Abstract
Background and Objective
Low‐Level Laser Therapy (LLLT) has been suggested to improve bone tissue healing. The cellular and molecular mechanisms involved in this effect are still unclear but bone cell proliferation and differentiation alteration have been proposed. The aim of the present study was to investigate, in vitro, the effect of LLLT on bone cell proliferation, osteoblastic and osteoclastic differentiation, both involved in bone remodeling and regeneration.
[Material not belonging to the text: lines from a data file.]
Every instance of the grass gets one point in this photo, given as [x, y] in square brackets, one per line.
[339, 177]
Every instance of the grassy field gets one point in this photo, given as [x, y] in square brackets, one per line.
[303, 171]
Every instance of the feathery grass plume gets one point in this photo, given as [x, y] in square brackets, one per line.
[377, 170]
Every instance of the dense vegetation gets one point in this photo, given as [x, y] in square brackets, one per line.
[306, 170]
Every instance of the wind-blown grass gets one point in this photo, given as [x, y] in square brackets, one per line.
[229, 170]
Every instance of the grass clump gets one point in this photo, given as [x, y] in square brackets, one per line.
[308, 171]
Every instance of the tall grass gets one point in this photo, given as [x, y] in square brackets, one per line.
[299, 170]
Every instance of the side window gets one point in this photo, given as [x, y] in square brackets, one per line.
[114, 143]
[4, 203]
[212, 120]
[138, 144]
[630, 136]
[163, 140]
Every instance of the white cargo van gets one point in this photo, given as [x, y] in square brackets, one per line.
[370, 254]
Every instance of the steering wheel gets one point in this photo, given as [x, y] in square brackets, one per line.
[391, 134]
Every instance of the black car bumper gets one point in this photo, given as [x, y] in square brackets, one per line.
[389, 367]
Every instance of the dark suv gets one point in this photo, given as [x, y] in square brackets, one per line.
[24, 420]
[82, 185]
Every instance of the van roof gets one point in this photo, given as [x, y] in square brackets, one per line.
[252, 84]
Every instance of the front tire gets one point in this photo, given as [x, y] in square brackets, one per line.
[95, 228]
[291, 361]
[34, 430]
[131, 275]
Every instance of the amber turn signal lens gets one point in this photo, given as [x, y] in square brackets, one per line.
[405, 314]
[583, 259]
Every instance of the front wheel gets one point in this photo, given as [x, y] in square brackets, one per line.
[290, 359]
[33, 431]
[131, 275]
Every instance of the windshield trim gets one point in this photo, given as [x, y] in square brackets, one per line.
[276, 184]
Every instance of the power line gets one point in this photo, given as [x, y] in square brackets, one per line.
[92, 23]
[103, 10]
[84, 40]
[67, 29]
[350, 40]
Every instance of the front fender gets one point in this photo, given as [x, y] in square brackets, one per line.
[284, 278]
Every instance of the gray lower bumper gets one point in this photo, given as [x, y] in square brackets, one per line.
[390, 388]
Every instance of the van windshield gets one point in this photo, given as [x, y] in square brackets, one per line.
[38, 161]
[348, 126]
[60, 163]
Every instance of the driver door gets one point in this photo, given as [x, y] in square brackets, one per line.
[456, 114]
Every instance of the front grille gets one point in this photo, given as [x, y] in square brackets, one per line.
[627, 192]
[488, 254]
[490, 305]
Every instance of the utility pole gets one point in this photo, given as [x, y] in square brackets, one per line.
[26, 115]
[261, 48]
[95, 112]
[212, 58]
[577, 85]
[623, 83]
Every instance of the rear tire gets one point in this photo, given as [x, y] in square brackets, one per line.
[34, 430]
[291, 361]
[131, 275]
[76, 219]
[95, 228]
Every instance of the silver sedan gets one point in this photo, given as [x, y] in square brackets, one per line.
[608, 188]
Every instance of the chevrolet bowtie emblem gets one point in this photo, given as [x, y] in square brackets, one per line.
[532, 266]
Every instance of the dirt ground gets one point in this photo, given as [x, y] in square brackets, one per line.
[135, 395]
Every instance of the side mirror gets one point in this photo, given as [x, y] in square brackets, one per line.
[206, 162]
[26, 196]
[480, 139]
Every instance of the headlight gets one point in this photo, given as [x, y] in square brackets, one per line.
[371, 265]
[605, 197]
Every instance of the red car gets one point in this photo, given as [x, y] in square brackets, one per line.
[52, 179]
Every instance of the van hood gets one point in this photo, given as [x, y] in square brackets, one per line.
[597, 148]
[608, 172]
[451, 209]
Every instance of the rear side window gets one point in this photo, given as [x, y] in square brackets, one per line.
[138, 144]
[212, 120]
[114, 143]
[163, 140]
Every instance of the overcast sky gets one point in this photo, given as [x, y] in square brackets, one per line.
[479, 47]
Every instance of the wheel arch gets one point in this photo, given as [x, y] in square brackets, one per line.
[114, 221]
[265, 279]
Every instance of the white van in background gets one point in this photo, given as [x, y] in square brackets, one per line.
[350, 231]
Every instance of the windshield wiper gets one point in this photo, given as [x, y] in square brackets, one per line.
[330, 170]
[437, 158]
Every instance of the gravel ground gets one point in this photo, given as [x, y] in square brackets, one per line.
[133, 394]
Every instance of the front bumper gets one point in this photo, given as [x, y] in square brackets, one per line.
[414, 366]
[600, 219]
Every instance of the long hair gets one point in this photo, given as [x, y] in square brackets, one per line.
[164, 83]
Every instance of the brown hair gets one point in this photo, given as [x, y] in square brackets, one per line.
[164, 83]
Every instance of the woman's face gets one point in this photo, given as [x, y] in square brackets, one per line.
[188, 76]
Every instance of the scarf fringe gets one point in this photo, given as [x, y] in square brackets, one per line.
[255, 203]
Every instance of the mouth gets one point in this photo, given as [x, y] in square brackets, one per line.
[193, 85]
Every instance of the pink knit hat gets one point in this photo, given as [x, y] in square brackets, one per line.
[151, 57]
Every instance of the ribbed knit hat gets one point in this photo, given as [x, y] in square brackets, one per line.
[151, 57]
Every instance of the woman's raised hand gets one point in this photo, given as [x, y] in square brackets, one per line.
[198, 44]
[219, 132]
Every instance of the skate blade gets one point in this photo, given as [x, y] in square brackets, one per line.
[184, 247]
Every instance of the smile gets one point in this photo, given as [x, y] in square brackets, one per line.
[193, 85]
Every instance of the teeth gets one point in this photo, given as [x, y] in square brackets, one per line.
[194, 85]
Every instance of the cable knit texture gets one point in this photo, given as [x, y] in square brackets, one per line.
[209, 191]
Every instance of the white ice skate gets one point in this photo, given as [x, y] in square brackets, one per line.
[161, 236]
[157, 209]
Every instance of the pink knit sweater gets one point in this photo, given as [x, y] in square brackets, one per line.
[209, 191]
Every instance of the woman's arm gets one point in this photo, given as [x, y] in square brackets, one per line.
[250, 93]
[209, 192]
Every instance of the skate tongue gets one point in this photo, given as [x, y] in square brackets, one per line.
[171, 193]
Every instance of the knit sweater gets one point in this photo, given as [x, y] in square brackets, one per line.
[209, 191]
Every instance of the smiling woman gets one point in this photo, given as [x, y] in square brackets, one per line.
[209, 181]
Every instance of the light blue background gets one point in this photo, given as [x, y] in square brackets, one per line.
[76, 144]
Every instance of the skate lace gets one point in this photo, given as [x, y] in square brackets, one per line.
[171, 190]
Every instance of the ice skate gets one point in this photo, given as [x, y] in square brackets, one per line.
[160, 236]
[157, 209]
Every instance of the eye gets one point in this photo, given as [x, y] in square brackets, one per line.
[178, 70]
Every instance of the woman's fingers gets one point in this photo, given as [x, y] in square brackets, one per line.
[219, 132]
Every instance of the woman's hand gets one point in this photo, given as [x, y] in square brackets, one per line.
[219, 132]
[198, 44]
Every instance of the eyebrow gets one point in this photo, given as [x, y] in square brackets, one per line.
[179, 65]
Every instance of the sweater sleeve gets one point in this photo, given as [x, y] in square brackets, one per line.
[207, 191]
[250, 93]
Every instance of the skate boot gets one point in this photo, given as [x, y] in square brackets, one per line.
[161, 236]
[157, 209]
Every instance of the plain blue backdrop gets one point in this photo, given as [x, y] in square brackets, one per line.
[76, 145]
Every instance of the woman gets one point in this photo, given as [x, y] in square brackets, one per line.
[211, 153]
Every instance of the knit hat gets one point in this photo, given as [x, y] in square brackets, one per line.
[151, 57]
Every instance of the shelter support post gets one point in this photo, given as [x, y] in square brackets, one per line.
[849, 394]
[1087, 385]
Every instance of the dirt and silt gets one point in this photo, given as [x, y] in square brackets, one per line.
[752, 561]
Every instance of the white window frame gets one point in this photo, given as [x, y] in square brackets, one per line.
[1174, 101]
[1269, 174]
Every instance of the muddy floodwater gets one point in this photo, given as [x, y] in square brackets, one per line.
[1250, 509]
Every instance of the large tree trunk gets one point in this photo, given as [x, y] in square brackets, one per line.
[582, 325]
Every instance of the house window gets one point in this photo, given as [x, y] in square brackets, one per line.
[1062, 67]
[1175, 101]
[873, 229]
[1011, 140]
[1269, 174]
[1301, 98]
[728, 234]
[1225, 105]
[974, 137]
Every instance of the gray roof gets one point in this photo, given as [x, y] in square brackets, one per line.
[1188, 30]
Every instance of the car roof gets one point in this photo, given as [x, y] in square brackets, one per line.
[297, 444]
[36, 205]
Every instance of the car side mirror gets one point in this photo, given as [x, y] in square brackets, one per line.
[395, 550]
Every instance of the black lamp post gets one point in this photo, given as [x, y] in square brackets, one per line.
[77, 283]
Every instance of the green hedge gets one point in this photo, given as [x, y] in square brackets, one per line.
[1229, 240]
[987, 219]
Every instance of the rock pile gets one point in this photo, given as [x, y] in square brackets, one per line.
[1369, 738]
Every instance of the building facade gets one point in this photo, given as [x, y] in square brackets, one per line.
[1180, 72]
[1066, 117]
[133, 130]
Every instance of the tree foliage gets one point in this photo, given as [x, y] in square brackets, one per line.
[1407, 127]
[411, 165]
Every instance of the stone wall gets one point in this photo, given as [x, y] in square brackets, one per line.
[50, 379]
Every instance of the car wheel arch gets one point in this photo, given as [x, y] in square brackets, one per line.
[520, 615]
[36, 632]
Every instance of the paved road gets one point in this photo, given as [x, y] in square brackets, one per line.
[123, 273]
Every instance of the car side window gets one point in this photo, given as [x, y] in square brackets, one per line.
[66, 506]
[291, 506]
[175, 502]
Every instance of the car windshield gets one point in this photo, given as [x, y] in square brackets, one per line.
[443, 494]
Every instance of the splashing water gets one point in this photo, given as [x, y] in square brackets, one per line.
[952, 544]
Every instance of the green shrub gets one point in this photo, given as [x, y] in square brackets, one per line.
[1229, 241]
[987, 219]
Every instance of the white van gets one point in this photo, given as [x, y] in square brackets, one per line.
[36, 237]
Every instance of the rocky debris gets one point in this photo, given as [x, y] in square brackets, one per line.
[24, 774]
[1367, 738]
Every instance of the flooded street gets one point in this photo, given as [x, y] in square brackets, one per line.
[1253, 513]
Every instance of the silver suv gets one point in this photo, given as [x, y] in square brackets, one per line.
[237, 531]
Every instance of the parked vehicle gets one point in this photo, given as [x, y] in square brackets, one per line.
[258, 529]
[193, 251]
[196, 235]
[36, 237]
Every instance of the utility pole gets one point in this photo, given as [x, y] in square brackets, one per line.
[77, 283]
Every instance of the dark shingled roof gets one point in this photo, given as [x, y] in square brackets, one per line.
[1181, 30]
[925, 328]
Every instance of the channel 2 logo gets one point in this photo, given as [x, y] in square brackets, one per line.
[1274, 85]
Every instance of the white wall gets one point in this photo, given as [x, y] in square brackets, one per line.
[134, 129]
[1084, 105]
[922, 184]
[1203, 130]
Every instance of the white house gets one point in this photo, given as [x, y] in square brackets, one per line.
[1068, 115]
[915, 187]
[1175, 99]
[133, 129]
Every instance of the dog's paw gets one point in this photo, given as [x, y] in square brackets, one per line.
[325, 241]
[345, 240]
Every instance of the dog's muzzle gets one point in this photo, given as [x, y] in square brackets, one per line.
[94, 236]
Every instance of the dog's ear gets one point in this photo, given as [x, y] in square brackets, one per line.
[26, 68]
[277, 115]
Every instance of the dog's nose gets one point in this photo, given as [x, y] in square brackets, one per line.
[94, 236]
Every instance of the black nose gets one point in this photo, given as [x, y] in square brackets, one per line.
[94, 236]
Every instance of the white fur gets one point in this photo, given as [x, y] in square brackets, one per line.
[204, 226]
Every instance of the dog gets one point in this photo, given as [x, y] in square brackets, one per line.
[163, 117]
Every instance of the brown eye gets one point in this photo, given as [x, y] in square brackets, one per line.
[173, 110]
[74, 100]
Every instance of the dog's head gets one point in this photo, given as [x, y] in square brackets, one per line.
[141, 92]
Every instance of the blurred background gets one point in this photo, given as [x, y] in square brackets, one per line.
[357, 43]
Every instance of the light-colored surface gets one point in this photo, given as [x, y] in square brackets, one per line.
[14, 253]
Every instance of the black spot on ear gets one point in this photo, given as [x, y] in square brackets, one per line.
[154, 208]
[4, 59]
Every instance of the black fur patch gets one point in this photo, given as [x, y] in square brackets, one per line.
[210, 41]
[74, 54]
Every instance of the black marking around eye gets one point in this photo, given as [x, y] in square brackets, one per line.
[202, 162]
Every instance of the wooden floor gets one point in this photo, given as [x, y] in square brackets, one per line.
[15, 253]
Study Design/Materials and Methods
Murine bone marrow cells, which contain both osteoblast and osteoclast progenitors, were cultured and induced to differentiate in the absence or in the presence of LLLT. Laser exposition parameters were determined using a powermeter and consisted in an 808 nm infrared wavelength laser light in continuous mode, with an energy density of 4 J/cm^2^ administered three times a week. Cell proliferation and differentiation were assessed after specific staining and microscopic analysis of the cultures after various times, as well as by quantitative RT‐PCR analysis of a panel of osteoblast and osteoclast markers after nucleic acid extraction.
Results
The use of a powermeter revealed that the power emitted by the optical fiber of the laser device was markedly reduced compared to the displayed power. This allowed to adjust the LLLT parameters to a final energy density exposure of 4 J/cm^2^. In these conditions, proliferation of bone marrow mesenchymal stem cells as well as osteoclast or osteoblast differentiation of the corresponding progenitors were found similar in control and LLLT conditions.
Conclusion
Using the present experimental protocol, we concluded that an 808 nm wavelength infrared LLLT does not alter murine bone progenitor cell proliferation and differentiation. Moreover our results confirm the necessary use of a powermeter to fix LLLT protocol parameters. Lasers Surg. Med. 41:291–297, 2009. © 2009 Wiley‐Liss, Inc.